As the first woman elected to the executive board of her union, the Chicago Typographical Union (CTU) Local 16, West served as one of the six women out of 350 delegates at the International Typographical Union convention in San Diego, California. "That same year, West was the first woman to address the International Convention Union Council, the first female elected to the Executive Committee of CTU, and the first female appointed delegate to the Illinois state AFL–CIO (American Federation of Labor-Coalition of Industrial Organizations).
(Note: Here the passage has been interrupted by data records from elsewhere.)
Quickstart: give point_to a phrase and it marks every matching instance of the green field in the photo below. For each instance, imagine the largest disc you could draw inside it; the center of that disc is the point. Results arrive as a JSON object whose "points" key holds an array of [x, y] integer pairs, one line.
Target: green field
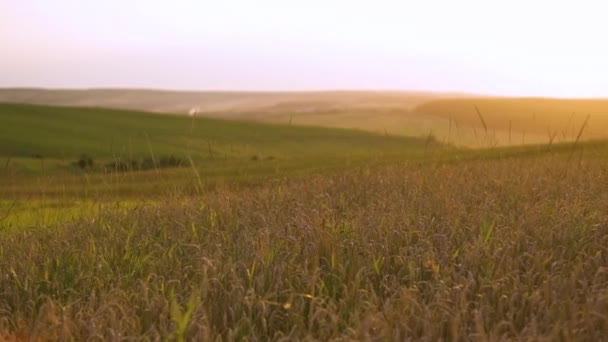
{"points": [[283, 232], [450, 117]]}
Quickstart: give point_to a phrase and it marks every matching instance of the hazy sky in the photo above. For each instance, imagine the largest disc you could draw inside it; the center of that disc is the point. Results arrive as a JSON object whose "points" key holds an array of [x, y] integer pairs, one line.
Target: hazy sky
{"points": [[515, 47]]}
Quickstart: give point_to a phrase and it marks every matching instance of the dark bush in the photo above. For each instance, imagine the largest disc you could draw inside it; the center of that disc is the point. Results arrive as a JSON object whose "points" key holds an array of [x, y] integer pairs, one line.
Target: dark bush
{"points": [[84, 162], [145, 164]]}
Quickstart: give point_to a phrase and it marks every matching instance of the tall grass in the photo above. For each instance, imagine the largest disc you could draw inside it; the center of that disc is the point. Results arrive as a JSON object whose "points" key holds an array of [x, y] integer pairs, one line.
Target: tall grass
{"points": [[508, 248]]}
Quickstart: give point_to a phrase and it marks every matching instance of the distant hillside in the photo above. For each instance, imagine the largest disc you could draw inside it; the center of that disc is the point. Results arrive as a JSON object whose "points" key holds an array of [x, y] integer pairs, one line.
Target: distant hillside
{"points": [[66, 132], [218, 103]]}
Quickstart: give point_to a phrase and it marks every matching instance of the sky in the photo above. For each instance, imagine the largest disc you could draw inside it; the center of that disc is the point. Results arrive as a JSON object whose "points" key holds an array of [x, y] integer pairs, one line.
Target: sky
{"points": [[518, 47]]}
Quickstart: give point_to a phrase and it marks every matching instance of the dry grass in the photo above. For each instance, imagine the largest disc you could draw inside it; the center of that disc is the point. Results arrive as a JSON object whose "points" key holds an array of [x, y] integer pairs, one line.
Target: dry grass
{"points": [[514, 248]]}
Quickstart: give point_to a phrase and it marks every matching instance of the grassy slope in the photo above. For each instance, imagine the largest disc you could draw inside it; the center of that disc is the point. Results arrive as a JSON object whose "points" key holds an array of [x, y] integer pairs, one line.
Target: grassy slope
{"points": [[221, 150], [530, 120], [60, 132]]}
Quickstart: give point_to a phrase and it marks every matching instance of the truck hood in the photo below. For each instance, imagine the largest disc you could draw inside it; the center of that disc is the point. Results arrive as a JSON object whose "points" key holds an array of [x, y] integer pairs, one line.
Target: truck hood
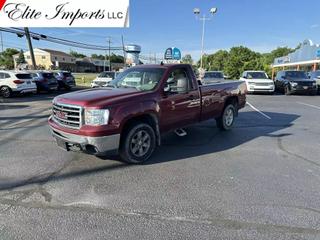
{"points": [[300, 80], [94, 97], [259, 80]]}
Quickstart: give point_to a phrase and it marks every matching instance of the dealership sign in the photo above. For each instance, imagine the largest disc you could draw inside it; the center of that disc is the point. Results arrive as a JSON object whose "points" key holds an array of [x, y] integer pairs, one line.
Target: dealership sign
{"points": [[172, 54], [64, 13]]}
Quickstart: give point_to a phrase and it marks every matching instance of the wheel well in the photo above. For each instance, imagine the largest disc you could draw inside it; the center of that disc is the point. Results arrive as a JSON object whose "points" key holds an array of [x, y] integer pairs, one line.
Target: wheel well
{"points": [[149, 119], [234, 101]]}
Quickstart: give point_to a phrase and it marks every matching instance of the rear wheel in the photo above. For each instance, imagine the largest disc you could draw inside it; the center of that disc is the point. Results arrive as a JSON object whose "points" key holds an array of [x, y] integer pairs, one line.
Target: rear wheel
{"points": [[287, 90], [5, 92], [226, 121], [138, 144]]}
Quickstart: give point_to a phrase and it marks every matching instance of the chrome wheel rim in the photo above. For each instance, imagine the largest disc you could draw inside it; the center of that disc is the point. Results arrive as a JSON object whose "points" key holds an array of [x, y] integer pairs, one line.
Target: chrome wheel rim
{"points": [[5, 92], [229, 117], [140, 143]]}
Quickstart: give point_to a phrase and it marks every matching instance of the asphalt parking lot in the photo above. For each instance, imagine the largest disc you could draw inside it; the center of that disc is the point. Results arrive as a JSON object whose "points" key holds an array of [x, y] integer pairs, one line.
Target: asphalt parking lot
{"points": [[258, 181]]}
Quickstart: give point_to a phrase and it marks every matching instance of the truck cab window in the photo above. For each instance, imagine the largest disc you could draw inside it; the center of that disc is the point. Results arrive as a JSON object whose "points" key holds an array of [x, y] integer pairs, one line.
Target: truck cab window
{"points": [[178, 82]]}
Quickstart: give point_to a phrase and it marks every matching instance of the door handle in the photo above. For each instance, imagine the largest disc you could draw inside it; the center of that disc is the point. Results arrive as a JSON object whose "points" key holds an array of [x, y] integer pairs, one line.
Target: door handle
{"points": [[191, 97]]}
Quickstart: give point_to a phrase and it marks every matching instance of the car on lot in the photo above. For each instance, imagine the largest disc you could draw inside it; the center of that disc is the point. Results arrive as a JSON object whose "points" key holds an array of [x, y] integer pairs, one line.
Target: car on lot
{"points": [[316, 77], [130, 119], [45, 81], [12, 82], [65, 80], [103, 79], [258, 82], [212, 77], [291, 81]]}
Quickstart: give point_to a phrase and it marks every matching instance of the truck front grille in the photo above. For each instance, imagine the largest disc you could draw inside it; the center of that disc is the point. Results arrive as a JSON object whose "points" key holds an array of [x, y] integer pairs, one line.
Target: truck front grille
{"points": [[69, 116]]}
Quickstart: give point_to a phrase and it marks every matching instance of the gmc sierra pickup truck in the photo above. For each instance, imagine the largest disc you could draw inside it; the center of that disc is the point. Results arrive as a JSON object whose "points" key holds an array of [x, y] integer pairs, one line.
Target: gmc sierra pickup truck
{"points": [[131, 113]]}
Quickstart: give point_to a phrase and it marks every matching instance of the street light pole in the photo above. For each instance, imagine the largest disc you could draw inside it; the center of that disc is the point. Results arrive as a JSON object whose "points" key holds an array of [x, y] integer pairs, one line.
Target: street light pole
{"points": [[196, 11]]}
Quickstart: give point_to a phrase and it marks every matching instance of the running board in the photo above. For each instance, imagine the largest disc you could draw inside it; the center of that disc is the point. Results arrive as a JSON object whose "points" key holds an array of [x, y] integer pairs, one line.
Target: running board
{"points": [[180, 132]]}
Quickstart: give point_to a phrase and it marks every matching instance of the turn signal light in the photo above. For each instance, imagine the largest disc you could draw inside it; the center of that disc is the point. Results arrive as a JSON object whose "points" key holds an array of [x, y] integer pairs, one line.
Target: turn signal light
{"points": [[18, 82]]}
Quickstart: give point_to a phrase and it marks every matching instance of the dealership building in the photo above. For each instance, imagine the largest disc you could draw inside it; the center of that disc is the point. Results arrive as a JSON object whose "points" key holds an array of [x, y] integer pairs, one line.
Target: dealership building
{"points": [[306, 58]]}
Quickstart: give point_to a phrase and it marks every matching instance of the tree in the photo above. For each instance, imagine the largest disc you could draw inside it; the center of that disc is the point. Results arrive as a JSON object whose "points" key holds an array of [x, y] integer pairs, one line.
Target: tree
{"points": [[116, 58], [241, 59], [187, 59], [100, 57], [216, 61], [77, 55], [6, 58], [21, 59]]}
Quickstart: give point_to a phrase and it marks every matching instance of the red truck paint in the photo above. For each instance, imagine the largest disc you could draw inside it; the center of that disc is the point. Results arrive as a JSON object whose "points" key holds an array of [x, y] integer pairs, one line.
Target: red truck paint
{"points": [[169, 112]]}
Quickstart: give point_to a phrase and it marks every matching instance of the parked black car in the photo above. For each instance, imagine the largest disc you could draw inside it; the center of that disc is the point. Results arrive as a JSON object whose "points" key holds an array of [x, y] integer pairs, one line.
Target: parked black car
{"points": [[65, 80], [316, 77], [45, 81], [291, 82]]}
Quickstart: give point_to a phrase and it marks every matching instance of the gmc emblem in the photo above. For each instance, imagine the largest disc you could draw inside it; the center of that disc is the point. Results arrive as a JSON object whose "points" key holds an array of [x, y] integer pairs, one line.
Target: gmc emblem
{"points": [[61, 114]]}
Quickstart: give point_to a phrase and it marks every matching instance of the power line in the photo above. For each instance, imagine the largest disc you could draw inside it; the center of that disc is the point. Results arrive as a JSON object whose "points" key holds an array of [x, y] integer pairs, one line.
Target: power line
{"points": [[38, 36]]}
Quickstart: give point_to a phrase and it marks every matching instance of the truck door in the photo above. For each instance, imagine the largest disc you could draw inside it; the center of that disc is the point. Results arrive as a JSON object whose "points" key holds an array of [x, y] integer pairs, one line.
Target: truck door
{"points": [[180, 103]]}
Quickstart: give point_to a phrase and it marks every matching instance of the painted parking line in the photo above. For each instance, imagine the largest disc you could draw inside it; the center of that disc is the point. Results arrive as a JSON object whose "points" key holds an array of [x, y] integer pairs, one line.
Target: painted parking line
{"points": [[309, 105], [258, 111]]}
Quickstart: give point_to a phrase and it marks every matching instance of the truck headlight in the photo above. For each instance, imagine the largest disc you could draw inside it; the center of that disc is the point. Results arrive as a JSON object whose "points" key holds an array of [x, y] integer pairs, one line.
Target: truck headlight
{"points": [[96, 117]]}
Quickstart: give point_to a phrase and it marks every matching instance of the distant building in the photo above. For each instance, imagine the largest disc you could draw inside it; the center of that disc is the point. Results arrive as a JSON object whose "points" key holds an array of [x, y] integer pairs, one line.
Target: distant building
{"points": [[307, 58], [132, 54], [49, 59]]}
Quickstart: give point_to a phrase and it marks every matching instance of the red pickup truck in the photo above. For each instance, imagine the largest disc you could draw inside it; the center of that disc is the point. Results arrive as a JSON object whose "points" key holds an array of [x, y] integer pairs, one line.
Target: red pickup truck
{"points": [[136, 108]]}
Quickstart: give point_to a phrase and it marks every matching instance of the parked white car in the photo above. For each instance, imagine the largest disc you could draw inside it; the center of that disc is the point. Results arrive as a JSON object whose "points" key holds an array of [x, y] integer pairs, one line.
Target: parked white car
{"points": [[16, 82], [103, 79], [258, 81]]}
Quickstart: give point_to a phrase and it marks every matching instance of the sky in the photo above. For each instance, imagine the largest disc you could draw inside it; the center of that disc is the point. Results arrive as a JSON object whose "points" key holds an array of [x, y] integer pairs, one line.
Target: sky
{"points": [[155, 25]]}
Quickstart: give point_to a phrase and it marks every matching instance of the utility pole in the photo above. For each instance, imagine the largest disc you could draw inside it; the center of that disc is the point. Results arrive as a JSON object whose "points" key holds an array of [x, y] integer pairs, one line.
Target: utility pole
{"points": [[1, 41], [109, 53], [196, 11], [34, 66], [124, 52]]}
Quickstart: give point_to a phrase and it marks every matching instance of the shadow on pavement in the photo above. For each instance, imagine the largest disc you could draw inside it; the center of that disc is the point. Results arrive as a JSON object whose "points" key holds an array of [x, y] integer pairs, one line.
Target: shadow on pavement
{"points": [[202, 139]]}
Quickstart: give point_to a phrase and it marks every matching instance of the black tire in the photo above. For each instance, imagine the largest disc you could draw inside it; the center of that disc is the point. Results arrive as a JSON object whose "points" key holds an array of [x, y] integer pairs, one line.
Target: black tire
{"points": [[287, 90], [5, 92], [138, 144], [226, 121]]}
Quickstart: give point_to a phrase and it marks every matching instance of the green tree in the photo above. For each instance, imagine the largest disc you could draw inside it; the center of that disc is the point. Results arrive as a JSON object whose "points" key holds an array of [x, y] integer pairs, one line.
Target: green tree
{"points": [[116, 58], [21, 59], [216, 61], [187, 59], [241, 59], [77, 55], [100, 57], [6, 58]]}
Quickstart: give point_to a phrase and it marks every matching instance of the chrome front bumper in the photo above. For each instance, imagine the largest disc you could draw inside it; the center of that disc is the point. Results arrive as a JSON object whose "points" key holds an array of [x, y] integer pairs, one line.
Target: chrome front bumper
{"points": [[92, 145]]}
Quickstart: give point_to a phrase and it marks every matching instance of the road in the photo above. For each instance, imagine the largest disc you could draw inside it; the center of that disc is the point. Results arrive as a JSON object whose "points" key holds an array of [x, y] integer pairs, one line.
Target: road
{"points": [[258, 181]]}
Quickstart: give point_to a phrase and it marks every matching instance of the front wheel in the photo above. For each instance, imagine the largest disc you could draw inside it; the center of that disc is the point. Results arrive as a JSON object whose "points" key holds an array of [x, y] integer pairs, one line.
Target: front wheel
{"points": [[226, 121], [287, 90], [5, 92], [138, 144]]}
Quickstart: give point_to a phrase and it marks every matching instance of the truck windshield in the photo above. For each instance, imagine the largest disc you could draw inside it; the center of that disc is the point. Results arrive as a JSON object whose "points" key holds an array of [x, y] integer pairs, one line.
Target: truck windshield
{"points": [[296, 75], [107, 75], [213, 75], [143, 79], [257, 75]]}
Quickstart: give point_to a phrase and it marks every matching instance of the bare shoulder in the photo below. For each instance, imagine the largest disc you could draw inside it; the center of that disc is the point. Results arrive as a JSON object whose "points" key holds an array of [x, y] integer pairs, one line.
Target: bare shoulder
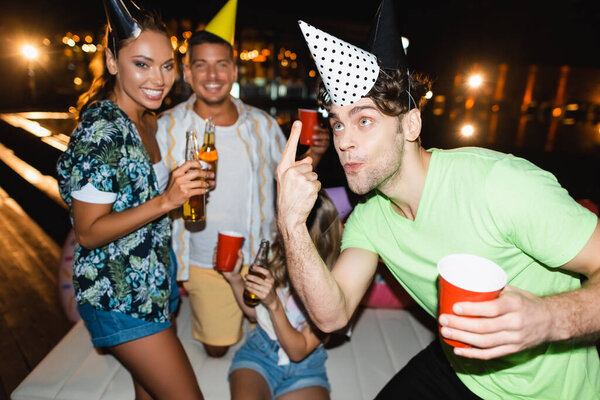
{"points": [[150, 121], [354, 270]]}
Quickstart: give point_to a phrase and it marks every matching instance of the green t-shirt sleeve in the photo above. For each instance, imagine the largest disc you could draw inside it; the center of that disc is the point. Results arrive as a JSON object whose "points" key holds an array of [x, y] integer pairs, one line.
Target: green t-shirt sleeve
{"points": [[535, 213], [355, 234]]}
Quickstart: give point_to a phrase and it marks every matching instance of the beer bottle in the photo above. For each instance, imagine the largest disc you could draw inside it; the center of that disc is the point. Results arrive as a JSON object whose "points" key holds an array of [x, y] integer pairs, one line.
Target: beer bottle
{"points": [[194, 207], [208, 151], [250, 298]]}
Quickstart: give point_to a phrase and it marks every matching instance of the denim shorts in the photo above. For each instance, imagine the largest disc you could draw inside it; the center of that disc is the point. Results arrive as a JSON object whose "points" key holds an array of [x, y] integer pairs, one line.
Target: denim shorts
{"points": [[110, 328], [259, 353]]}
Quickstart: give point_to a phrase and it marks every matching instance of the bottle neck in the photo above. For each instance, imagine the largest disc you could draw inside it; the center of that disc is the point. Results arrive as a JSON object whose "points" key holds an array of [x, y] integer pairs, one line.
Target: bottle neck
{"points": [[209, 139]]}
For over thirty years she served as a delegate to the Chicago Federation of Labor as well as to the Illinois State AFL–CIO. As founding member of CLUW (Coalition of Labor Union Women), West served on the national executive board."

In 1966, West began studying at Mundelein College in the Weekend College to earn a bachelor's degree in labor education, and when she graduated two years later, she suggested that Mundelein College invite civil rights movement and labor activist Addie L. Wyatt to give the commencement address, and West was given the role of introducing her.

At the age of 71, West was forced to retire from her career in printing. She remained a member of her union but suffered extreme depression after the loss of her community and attempted to commit suicide. Through support from her son, family, and friends, she was able to recover and became more involved with the Coalition of Labor Union Women and the Illinois Labor History Society, where she volunteered as a full-time secretary.

West became active in Chicago politics in the 48th Ward, "supporting and befriending women politicians, including Alderman Mary Ann Smith and Illinois State Senator Carol Ronen."

In 1990, West was inducted into the Chicago Women's Hall of Fame, and in 1998, the Lake County American Federation of Labor-Congress of Industrial Organizations named Mollie Lieber West Person of the Year.